愛する君を消す

車いす

十二月二十四日。約束の時間より一時間早く家を出た。街路樹はすっかり葉を落とし、冬枯れの輪郭だけが立っている。鞄の中に、便箋の束を入れるための空の場所を一つ用意した。

病室のドアを軽くノックした。お母様はすでにベッドの脇に立っていた。グレーのコートの上に白いストールをかけている。私を見て小さく頷く。

「桜井さん、来てくださってありがとう」

「お願いします」

透はいつもの顔で横たわっていた。掛布団の端のわずかな膨らみだけが、彼の呼吸を伝えている。ベッドサイドに医療用の灰色の車いすが寄せられていた。看護師が二人。若い方が軽くお辞儀をする。

「移乗、はじめてもよろしいですか」

看護師たちが慣れた手つきで透の身体を起こした。一人が両肩のうしろを、もう一人が両膝のうらを支える。首がわずかに傾き、肘がそれを支え直した。毛布の縁から痩せた手がはみ出た。

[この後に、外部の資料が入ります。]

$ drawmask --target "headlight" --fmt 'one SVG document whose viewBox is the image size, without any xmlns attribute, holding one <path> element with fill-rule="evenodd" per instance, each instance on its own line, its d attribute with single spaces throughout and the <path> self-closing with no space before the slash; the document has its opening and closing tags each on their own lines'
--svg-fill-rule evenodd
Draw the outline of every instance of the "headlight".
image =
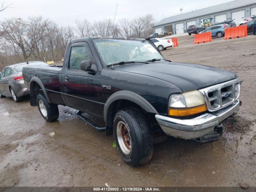
<svg viewBox="0 0 256 192">
<path fill-rule="evenodd" d="M 171 116 L 188 116 L 207 110 L 204 98 L 198 90 L 172 95 L 169 106 L 168 114 Z"/>
</svg>

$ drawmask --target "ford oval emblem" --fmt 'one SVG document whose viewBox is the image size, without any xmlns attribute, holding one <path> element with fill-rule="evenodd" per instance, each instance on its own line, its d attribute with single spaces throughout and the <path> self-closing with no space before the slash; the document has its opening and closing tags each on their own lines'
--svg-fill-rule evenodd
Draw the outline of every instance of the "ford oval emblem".
<svg viewBox="0 0 256 192">
<path fill-rule="evenodd" d="M 229 93 L 225 93 L 225 95 L 224 95 L 224 97 L 226 98 L 228 97 L 228 96 L 229 96 Z"/>
</svg>

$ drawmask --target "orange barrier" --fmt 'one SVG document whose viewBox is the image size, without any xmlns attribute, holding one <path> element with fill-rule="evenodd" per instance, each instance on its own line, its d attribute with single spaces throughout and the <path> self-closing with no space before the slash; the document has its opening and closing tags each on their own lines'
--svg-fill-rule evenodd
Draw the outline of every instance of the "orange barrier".
<svg viewBox="0 0 256 192">
<path fill-rule="evenodd" d="M 247 36 L 247 26 L 242 25 L 238 27 L 225 29 L 224 39 L 234 39 Z"/>
<path fill-rule="evenodd" d="M 208 43 L 211 42 L 212 32 L 206 32 L 200 34 L 196 34 L 194 36 L 194 43 L 198 44 L 199 43 Z"/>
<path fill-rule="evenodd" d="M 177 38 L 172 38 L 172 41 L 173 43 L 173 47 L 178 47 L 179 46 Z"/>
</svg>

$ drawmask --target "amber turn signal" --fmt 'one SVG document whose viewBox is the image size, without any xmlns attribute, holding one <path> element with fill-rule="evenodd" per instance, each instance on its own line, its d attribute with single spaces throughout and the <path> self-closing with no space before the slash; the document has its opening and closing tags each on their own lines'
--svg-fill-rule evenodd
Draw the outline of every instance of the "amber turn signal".
<svg viewBox="0 0 256 192">
<path fill-rule="evenodd" d="M 188 109 L 169 109 L 169 115 L 176 116 L 188 116 L 204 112 L 207 110 L 207 108 L 205 104 Z"/>
</svg>

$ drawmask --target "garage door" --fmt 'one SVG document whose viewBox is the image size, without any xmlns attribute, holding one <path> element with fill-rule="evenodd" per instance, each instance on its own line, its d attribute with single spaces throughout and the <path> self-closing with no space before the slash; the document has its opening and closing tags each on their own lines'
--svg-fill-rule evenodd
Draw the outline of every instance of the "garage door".
<svg viewBox="0 0 256 192">
<path fill-rule="evenodd" d="M 210 17 L 207 17 L 206 18 L 204 18 L 203 19 L 200 19 L 200 24 L 202 26 L 203 26 L 204 25 L 204 20 L 205 19 L 208 19 L 208 18 L 209 18 Z"/>
<path fill-rule="evenodd" d="M 176 30 L 176 34 L 184 33 L 184 25 L 183 23 L 175 24 L 175 29 Z"/>
<path fill-rule="evenodd" d="M 238 25 L 239 23 L 244 20 L 242 18 L 245 17 L 245 10 L 236 11 L 231 13 L 231 18 L 235 20 L 235 22 L 236 25 Z"/>
<path fill-rule="evenodd" d="M 162 33 L 162 28 L 161 27 L 160 27 L 159 28 L 156 28 L 155 29 L 155 33 L 157 33 L 158 34 Z"/>
<path fill-rule="evenodd" d="M 189 27 L 190 25 L 196 25 L 196 20 L 194 20 L 194 21 L 188 21 L 188 22 L 187 22 L 187 29 L 188 29 L 188 27 Z"/>
<path fill-rule="evenodd" d="M 251 17 L 253 15 L 256 16 L 256 7 L 251 8 Z"/>
<path fill-rule="evenodd" d="M 227 14 L 216 15 L 215 16 L 215 24 L 227 20 Z"/>
</svg>

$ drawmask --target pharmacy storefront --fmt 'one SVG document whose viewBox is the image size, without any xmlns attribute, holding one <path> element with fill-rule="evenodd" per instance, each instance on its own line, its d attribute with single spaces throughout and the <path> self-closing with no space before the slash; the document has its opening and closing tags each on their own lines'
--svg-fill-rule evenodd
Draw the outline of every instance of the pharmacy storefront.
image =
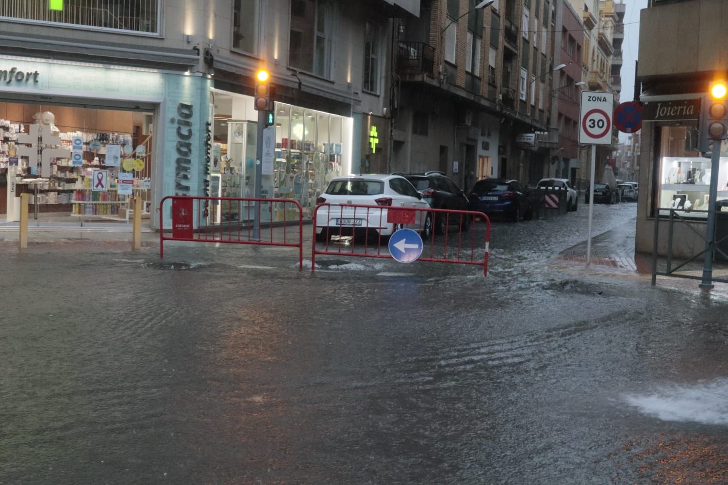
<svg viewBox="0 0 728 485">
<path fill-rule="evenodd" d="M 141 197 L 158 228 L 164 196 L 207 190 L 210 87 L 191 73 L 0 56 L 0 223 L 18 220 L 27 193 L 39 224 L 126 223 Z"/>
<path fill-rule="evenodd" d="M 214 118 L 209 157 L 210 195 L 253 197 L 258 120 L 253 98 L 213 89 L 210 103 Z M 296 200 L 303 207 L 304 218 L 310 219 L 316 200 L 328 183 L 351 174 L 352 119 L 276 103 L 275 125 L 269 129 L 274 130 L 275 155 L 272 166 L 262 169 L 261 196 Z M 293 207 L 274 204 L 263 210 L 261 221 L 294 220 L 298 212 Z M 210 223 L 245 223 L 253 215 L 237 204 L 223 204 L 214 209 Z"/>
</svg>

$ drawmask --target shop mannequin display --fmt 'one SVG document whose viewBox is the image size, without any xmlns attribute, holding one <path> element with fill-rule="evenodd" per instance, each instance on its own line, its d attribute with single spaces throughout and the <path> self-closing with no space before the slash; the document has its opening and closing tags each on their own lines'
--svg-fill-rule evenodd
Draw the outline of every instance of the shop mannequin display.
<svg viewBox="0 0 728 485">
<path fill-rule="evenodd" d="M 44 127 L 50 127 L 51 134 L 54 137 L 60 135 L 60 130 L 55 126 L 55 115 L 50 111 L 39 111 L 33 115 L 33 119 L 36 120 L 36 124 Z"/>
</svg>

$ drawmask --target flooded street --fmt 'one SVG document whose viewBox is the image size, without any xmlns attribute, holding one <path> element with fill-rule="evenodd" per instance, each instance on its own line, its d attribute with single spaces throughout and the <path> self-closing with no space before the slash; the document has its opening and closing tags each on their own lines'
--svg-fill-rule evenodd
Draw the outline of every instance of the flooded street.
<svg viewBox="0 0 728 485">
<path fill-rule="evenodd" d="M 728 300 L 561 260 L 587 209 L 494 223 L 486 278 L 0 241 L 0 484 L 728 483 Z"/>
</svg>

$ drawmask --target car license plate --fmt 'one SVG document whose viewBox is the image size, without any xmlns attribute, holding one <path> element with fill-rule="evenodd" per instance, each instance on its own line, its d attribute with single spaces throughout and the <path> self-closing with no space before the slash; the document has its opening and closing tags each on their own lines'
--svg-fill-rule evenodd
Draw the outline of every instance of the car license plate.
<svg viewBox="0 0 728 485">
<path fill-rule="evenodd" d="M 335 219 L 336 225 L 361 225 L 362 219 Z"/>
</svg>

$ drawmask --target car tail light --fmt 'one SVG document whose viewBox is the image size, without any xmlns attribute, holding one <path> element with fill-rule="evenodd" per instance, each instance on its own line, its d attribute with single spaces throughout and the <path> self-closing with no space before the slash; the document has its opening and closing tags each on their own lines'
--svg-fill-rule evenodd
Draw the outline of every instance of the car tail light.
<svg viewBox="0 0 728 485">
<path fill-rule="evenodd" d="M 378 206 L 391 206 L 392 197 L 380 197 L 374 201 Z"/>
</svg>

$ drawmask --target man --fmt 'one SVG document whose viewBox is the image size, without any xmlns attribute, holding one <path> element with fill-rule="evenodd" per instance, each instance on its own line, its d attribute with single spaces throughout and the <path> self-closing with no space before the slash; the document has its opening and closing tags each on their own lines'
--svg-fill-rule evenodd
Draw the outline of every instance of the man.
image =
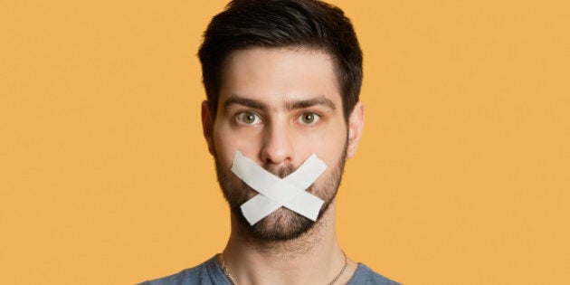
<svg viewBox="0 0 570 285">
<path fill-rule="evenodd" d="M 221 254 L 147 284 L 397 284 L 348 259 L 335 233 L 335 195 L 364 124 L 362 53 L 343 12 L 234 0 L 199 57 L 204 136 L 232 233 Z"/>
</svg>

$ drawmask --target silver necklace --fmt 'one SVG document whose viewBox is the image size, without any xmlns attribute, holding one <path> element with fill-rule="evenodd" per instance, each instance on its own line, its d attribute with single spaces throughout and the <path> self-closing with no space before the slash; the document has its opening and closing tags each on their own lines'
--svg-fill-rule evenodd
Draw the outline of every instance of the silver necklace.
<svg viewBox="0 0 570 285">
<path fill-rule="evenodd" d="M 330 282 L 328 282 L 328 285 L 335 284 L 335 282 L 338 280 L 340 276 L 342 276 L 342 273 L 344 273 L 347 271 L 347 267 L 348 266 L 348 259 L 347 259 L 347 253 L 345 253 L 344 251 L 342 252 L 342 254 L 345 256 L 345 265 L 340 270 L 340 272 L 338 272 L 338 274 L 337 274 L 337 276 L 335 276 L 335 278 L 333 278 L 333 280 Z M 219 263 L 222 264 L 221 267 L 222 267 L 222 271 L 223 271 L 223 275 L 225 275 L 225 278 L 228 279 L 228 281 L 230 281 L 230 284 L 237 285 L 237 283 L 235 283 L 235 280 L 232 277 L 232 274 L 230 274 L 230 271 L 228 271 L 228 267 L 225 266 L 225 260 L 223 259 L 223 253 L 218 254 L 218 261 Z"/>
</svg>

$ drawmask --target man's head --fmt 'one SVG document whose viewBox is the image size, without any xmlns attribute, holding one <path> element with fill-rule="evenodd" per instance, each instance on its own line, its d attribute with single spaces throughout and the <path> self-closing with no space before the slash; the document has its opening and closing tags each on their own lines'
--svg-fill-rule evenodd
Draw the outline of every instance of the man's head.
<svg viewBox="0 0 570 285">
<path fill-rule="evenodd" d="M 352 25 L 320 2 L 233 1 L 209 25 L 200 59 L 204 133 L 233 214 L 256 238 L 306 233 L 314 223 L 286 208 L 247 226 L 239 206 L 257 192 L 230 168 L 240 151 L 283 177 L 314 153 L 328 168 L 308 191 L 325 201 L 320 214 L 327 211 L 364 121 Z"/>
<path fill-rule="evenodd" d="M 342 10 L 315 0 L 233 0 L 212 19 L 198 52 L 208 101 L 214 115 L 223 68 L 235 51 L 252 47 L 305 47 L 331 55 L 345 119 L 358 101 L 362 52 Z"/>
</svg>

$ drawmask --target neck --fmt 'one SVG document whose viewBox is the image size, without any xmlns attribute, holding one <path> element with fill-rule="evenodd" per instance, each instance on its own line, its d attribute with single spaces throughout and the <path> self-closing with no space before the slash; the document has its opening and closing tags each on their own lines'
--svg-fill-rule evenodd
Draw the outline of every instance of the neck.
<svg viewBox="0 0 570 285">
<path fill-rule="evenodd" d="M 290 241 L 255 239 L 233 215 L 232 234 L 223 254 L 239 285 L 328 284 L 345 264 L 335 232 L 335 203 L 308 233 Z M 350 271 L 349 267 L 345 279 Z"/>
</svg>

車いすの上に彼が収まる。お母様が紺色の毛布を膝にかけ、濃紺のマフラーを首元に巻いた。マフラーの上で手が一度止まり、毛糸の編み目に手のひらを浅く沈めた。何かを言いかけて、言わなかった。

サイドテーブルの便箋の束を両手で取り、見ずに鞄にしまった。用意していた場所に、束はちょうど収まった。

「行ってきます」

私は車いすの後ろにまわり、ハンドルに両手を添えて頭を下げた。

「いってらっしゃい。ゆっくり、ね」

看護師がドアを開けてくれた。タイヤがリノリウムの床に低く鳴る。背もたれの上から、彼の頭の上半分だけが見えた。

廊下は白かった。曲がり角では内側のタイヤを緩め、段差では後ろのタイヤを浮かせる。

エレベーターの中で車いすを後ろ向きに入れた。透の頭の後ろがちょうど私の胸の高さに来ていた。立っていたときには見上げた人の頭が、今は私の胸の前で止まっている。

一階で扉が開く。自動ドアまでまっすぐ押した。

クリスマスイブの低い冬の陽が差し込んでくる。屋内の白さとは別の質の白さだった。光は透の頬にわずかに届き、マフラーの濃紺がそのなかで少しだけ深く見えた。車いすを外へ押し出した。